This book offers a historical comparison and contrast of the concepts of reform that developed in the Ottoman and Russian Empires during the nineteenth century. It comprehensively focuses on individual, yet interconnected, accounts of the efforts of key reform figures in both empires during that period and efforts made by the two imperial states to renew themselves.
Employing a combined methodology that takes into account insights from the 'Cambridge School' Speech-Act Theory and Reinhart Koselleck's Begriffsgechischte, this book builds upon existing historical literature, on imperial Russian and Ottoman historiographical texts on reform, and on the biographies of key reformists in both countries, including Tsars Alexander I and Alexander II, and on Russian and Turkish statesmen like Mikhail Speransky, Reshid Pasha and Midhad Pasha. It relies, crucially, on con(textual) readings of the thoughts and deeds of those figures.
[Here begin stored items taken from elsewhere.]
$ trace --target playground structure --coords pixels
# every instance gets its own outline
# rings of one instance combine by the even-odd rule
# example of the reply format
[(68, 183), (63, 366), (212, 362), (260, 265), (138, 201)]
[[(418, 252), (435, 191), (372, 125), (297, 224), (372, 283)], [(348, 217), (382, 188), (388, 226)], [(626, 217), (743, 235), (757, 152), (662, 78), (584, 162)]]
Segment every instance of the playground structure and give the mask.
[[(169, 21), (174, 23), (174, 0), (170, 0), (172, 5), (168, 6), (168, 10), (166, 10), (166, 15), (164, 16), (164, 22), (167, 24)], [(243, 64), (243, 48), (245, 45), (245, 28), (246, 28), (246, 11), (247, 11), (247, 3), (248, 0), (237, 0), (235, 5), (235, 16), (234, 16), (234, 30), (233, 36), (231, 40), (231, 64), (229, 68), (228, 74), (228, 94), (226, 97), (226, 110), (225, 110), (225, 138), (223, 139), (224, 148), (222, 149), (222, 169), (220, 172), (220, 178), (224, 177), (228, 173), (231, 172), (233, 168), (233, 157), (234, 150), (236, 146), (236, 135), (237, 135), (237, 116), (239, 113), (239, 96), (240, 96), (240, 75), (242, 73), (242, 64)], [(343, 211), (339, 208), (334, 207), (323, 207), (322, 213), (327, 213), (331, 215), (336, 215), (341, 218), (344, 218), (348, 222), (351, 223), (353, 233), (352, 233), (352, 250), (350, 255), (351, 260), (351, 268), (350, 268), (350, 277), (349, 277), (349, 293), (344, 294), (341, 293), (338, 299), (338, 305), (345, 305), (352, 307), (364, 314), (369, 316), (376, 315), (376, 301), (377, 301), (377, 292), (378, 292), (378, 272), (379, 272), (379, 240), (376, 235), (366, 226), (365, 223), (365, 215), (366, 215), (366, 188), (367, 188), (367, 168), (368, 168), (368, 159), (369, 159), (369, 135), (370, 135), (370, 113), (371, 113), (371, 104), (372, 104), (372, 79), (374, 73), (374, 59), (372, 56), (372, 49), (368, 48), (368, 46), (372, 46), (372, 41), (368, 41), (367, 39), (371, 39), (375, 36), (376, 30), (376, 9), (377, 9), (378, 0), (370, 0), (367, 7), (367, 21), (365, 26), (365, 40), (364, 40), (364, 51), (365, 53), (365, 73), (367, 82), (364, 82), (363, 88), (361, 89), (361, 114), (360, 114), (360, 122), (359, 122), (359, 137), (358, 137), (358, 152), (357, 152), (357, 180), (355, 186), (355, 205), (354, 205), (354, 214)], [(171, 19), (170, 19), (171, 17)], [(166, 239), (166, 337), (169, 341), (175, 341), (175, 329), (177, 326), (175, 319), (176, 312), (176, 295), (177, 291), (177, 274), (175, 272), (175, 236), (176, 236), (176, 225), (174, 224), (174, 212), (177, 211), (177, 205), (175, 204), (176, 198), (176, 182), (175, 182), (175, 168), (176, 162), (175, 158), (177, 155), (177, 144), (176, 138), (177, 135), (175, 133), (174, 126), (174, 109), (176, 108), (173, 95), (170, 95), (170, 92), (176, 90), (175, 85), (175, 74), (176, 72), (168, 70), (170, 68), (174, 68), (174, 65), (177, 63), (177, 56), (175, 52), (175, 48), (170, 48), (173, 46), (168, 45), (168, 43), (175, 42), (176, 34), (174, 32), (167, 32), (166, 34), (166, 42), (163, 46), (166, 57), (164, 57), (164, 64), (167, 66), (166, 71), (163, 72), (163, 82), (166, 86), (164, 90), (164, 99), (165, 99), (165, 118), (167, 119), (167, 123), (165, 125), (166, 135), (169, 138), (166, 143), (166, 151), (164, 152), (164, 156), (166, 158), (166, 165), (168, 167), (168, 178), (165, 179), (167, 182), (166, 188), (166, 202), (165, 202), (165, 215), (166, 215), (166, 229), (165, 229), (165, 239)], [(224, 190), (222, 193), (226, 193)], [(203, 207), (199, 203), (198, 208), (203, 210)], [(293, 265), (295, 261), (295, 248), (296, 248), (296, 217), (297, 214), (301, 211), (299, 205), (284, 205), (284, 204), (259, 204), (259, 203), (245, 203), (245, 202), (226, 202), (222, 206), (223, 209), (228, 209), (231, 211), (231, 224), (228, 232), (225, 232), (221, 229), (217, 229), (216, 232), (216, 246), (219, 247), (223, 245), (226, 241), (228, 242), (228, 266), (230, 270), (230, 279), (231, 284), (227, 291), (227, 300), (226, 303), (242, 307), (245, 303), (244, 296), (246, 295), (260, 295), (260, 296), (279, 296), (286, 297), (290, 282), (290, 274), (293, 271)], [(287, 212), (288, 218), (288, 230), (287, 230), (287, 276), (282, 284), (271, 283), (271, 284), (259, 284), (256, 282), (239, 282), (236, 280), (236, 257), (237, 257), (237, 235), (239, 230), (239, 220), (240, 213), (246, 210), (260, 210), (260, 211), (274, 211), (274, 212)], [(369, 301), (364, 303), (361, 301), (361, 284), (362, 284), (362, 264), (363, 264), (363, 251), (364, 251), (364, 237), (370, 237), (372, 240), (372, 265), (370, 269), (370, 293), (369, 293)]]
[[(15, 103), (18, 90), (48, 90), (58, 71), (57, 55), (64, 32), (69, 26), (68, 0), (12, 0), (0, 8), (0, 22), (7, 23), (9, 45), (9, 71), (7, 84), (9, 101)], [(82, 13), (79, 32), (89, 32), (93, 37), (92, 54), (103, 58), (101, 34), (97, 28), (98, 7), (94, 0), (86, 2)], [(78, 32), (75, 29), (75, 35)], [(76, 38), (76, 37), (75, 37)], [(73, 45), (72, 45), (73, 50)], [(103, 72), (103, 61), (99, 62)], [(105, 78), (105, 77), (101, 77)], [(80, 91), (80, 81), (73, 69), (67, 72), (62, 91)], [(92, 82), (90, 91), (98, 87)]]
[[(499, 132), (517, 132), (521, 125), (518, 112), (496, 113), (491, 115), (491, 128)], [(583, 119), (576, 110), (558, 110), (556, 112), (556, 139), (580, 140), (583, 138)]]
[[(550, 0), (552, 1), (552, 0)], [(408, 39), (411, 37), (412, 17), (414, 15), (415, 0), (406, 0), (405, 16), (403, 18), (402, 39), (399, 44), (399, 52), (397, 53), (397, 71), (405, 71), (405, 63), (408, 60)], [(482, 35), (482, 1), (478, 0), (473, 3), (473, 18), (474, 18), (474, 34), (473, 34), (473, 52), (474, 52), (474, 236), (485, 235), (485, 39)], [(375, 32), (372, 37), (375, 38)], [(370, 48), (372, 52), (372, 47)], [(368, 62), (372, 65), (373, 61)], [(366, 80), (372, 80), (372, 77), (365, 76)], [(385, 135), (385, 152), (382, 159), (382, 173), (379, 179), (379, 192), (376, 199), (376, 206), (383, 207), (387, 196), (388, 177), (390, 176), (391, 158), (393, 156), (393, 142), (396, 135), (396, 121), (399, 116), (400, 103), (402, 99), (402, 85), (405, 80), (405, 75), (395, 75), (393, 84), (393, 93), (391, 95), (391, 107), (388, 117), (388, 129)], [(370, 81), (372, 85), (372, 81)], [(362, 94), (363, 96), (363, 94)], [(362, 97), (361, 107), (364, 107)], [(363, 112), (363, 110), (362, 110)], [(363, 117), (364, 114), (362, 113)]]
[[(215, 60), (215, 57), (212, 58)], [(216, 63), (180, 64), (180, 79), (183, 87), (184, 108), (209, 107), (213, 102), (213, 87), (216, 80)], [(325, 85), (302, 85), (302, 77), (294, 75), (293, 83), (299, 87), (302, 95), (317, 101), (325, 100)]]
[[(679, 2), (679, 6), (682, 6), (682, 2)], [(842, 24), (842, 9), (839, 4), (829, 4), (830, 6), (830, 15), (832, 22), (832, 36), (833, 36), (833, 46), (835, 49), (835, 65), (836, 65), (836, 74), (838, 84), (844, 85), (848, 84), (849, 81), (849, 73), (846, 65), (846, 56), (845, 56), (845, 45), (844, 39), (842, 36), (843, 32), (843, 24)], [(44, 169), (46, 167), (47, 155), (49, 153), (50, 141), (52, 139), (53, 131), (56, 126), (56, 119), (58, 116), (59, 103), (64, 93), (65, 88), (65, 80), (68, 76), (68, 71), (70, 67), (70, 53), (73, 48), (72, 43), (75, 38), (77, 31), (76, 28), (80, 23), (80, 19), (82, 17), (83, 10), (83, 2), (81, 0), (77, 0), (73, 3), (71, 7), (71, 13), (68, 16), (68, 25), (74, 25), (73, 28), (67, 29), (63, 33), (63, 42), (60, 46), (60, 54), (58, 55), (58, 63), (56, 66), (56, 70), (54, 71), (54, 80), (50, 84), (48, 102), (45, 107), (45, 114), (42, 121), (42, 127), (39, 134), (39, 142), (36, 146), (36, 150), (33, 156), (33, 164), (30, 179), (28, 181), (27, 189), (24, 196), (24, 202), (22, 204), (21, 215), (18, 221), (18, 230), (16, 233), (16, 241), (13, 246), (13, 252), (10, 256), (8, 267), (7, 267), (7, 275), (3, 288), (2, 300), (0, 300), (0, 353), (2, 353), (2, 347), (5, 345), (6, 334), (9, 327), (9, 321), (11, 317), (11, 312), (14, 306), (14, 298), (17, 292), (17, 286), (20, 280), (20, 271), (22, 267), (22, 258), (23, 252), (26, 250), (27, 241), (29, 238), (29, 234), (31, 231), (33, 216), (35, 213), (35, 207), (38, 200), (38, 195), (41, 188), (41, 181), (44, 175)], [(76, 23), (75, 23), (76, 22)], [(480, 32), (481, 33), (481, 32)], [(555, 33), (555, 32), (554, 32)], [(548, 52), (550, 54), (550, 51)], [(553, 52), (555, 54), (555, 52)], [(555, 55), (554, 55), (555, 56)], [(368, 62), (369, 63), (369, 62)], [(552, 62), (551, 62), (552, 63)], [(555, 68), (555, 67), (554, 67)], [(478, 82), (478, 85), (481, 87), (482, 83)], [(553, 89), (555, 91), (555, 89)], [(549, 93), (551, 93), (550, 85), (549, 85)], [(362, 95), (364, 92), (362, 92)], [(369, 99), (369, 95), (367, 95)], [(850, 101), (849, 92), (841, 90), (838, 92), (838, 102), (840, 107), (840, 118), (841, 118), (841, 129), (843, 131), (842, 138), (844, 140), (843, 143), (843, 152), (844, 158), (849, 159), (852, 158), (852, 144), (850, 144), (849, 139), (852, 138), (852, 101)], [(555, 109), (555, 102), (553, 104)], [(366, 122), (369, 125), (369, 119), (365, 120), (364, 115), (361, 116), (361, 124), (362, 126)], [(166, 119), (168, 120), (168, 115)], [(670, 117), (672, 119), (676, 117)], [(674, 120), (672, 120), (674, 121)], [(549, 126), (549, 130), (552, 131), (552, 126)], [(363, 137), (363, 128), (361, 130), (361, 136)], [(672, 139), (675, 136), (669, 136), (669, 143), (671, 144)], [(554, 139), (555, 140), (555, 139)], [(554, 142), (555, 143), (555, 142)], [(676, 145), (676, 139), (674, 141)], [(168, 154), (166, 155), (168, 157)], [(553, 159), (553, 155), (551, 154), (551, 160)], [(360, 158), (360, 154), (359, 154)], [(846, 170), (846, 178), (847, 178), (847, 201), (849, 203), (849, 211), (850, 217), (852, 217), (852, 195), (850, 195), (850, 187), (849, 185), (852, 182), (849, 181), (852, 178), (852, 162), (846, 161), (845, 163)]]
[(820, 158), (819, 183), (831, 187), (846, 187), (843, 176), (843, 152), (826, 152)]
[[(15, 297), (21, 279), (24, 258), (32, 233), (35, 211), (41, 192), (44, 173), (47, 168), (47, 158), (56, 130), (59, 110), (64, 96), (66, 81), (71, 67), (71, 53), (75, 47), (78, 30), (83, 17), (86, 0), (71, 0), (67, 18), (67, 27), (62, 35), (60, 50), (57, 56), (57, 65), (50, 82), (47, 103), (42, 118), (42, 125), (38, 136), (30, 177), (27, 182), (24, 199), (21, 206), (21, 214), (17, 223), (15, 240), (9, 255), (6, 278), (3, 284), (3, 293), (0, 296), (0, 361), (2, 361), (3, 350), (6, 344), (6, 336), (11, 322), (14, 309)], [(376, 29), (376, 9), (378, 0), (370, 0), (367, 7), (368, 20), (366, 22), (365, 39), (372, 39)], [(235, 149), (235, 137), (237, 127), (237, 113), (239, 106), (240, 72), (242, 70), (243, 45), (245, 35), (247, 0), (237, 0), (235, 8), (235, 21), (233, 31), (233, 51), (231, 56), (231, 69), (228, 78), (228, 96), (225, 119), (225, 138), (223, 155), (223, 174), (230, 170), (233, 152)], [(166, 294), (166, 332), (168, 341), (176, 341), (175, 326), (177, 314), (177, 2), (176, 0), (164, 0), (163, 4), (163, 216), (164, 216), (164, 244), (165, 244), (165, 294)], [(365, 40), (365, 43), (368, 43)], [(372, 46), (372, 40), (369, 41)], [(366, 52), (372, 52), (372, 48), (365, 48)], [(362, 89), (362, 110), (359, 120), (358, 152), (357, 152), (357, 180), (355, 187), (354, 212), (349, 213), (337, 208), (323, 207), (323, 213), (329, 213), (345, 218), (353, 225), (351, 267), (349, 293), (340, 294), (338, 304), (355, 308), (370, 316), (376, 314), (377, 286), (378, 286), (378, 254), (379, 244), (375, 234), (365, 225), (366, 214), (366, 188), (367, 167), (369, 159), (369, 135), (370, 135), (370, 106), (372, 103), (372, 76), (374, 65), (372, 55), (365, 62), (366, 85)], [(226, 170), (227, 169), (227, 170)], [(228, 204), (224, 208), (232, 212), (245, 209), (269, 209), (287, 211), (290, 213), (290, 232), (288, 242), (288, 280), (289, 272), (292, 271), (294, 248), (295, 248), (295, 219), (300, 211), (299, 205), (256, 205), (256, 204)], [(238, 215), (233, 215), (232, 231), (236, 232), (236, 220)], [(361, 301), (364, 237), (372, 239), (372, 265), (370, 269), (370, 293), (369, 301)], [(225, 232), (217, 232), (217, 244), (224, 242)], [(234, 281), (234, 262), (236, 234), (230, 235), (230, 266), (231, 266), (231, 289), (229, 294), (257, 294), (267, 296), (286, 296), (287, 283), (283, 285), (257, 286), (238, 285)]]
The historical concepts of reform served as key links between the Russian and Ottoman polities in the wider context of geopolitical, economic and cultural/intellectual developments and the changes on the European continent during the nineteenth century. The book argues that unlike in the previous centuries, reform manifested itself in both empires in the forging of new, permanent laws and institutions, in the opening up of their economies to the outside world and in joining and remaining in the European political community of imperial states.
The book offers insightful historical examples of the fate of multi-national and supranational polities that sought to reform themselves constitutionally, politically and economically under internal and external pressures.